Baban menjelaskan, sosialisasi ini bertujuan memberikan pemahaman menyeluruh kepada masyarakat mengenai bahaya HIV/AIDS serta cara pencegahannya. Ia juga mengungkapkan bahwa berdasarkan data dari Lekas, terdapat warga Cileungsi yang terindikasi positif HIV.
“Maka dari itu, kami lakukan rapid test hari ini dengan biaya yang sebagian diambil dari Dana Desa. Ini penting sebagai upaya deteksi dini,” katanya.
Lebih dari 90 peserta mengikuti rapid test, terdiri dari 50 anggota Tata Posyandu, 30 ketua RT, 5 ketua RW, dan 2 kepala dusun. Para peserta diharapkan dapat menjadi agen informasi di lingkungannya masing-masing.

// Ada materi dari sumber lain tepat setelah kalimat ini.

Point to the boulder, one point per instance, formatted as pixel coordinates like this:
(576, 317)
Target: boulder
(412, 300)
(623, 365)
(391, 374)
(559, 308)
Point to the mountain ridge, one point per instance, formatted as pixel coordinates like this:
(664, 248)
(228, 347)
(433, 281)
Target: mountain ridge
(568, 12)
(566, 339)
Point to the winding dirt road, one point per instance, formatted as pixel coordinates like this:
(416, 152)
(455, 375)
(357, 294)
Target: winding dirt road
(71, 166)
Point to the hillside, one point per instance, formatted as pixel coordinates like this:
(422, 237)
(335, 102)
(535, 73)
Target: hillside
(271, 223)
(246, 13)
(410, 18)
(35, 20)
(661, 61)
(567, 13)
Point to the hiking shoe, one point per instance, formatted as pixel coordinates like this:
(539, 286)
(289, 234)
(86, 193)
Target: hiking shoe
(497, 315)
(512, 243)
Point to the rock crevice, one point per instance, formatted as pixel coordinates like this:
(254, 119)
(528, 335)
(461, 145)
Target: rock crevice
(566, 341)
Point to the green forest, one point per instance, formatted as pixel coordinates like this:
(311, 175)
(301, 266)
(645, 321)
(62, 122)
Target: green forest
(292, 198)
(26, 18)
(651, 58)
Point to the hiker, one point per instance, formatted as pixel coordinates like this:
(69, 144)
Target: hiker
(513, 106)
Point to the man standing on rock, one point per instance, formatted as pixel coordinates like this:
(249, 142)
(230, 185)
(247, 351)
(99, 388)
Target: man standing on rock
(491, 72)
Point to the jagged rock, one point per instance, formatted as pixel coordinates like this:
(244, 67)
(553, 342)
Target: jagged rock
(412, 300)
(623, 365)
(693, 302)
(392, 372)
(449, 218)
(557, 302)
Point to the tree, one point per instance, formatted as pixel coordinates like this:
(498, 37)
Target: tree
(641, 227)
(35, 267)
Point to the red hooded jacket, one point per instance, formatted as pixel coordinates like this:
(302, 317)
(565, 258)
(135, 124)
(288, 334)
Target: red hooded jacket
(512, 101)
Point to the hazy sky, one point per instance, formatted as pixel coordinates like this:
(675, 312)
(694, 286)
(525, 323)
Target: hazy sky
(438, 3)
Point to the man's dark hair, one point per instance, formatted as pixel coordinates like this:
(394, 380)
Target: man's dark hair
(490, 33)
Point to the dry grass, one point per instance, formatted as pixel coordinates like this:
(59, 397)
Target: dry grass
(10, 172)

“Kami ingin masyarakat memahami bagaimana HIV menular dan bagaimana mencegahnya. Data di tingkat kabupaten juga menunjukkan penyebaran HIV cukup serius,” imbuh Baban.
Ia menekankan, meskipun data lengkap tidak dibuka ke publik demi alasan privasi, kewaspadaan masyarakat tetap harus ditingkatkan.
“Jika satu kasus terdeteksi, bisa jadi ada banyak lainnya yang belum terungkap. Ini yang menjadi kekhawatiran kami. Maka, kesadaran kesehatan masyarakat harus terus ditumbuhkan,” tegasnya.
Kegiatan ini mendapat dukungan penuh dari Komisi Penanggulangan AIDS Kabupaten Bogor dan Yayasan Lekas. Muksin, S.Ag., dari pihak Lekas menegaskan pentingnya respons cepat terhadap meningkatnya kasus HIV, khususnya di Kecamatan Ciawi.